Gura is a village in Jalandhar district of Punjab State, India. It is located 8.3 km away from Goraya, 19 km from Phillaur, 36.6 km from district headquarter Jalandhar and 127 km from state capital Chandigarh. The village is administrated by a sarpanch who is an elected representative of village as per Panchayati raj (India).

== Demography ==
According to the report published by Census India in 2011, Gura has a total number of 231 houses and population of 1108 of which include 603 males and 505 females. Literacy rate of Gura is 80.16%, higher than state average of 75.84%. The population of children under the age of 6 years is 105 which is 9.48% of total population of Gura, and child sex ratio is approximately 750 lower than state average of 897.
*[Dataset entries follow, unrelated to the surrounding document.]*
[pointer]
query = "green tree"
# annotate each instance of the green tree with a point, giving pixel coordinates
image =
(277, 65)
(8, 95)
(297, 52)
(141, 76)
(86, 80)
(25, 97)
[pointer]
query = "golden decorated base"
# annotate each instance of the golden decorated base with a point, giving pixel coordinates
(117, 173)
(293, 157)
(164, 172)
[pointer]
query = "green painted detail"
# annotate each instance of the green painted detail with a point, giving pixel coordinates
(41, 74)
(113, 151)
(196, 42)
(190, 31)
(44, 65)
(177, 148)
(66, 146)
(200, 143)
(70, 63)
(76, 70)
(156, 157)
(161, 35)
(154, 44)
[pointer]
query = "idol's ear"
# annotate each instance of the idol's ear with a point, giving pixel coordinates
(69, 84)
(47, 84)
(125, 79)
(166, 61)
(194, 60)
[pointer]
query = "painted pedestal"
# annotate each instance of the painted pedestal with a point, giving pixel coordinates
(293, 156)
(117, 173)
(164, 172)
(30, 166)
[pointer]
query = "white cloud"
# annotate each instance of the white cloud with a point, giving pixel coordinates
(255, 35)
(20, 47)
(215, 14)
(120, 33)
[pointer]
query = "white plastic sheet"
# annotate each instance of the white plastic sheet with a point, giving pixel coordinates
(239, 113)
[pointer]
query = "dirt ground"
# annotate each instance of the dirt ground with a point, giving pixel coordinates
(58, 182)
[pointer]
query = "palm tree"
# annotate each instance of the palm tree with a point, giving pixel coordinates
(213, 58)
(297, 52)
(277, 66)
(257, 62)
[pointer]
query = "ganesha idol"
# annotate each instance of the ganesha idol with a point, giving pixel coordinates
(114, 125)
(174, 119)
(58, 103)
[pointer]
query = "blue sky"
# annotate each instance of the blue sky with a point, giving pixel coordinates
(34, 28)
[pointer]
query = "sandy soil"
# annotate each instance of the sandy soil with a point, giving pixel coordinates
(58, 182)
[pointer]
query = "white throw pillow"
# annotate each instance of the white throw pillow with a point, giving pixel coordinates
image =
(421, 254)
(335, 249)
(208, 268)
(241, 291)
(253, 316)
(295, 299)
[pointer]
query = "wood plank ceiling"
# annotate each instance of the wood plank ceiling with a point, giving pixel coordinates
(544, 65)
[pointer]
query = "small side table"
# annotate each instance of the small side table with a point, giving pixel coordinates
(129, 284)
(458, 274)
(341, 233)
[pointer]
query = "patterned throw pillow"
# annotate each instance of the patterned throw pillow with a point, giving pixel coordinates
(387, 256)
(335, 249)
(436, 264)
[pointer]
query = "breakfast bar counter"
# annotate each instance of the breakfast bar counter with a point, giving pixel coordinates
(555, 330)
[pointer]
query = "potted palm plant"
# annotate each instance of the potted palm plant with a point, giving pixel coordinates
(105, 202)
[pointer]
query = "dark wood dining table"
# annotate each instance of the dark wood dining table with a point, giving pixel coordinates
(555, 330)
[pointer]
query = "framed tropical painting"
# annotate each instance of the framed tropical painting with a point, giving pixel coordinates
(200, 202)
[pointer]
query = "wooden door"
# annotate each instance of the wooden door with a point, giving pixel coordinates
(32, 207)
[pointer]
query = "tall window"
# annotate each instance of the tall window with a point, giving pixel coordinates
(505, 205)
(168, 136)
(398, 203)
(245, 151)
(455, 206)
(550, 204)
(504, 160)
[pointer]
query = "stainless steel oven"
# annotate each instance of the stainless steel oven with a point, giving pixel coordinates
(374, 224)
Most of the people are from Schedule Caste which constitutes 69.49% of total population in Gura. The town does not have any Schedule Tribe population so far.

As per census 2011, 380 people were engaged in work activities out of the total population of Gura which includes 340 males and 40 females. According to census survey report 2011, 95% workers describe their work as main work and 5% workers are involved in marginal activity providing livelihood for less than 6 months.

== Transport ==
Goraya railway station is the nearest train station. However, Phagwara Junction train station is 13.5 km away from the village. The village is 50.3 km away from domestic airport in Ludhiana and the nearest international airport is located in Chandigarh also Sri Guru Ram Dass Jee International Airport is the second nearest airport which is 131 km away in Amritsar.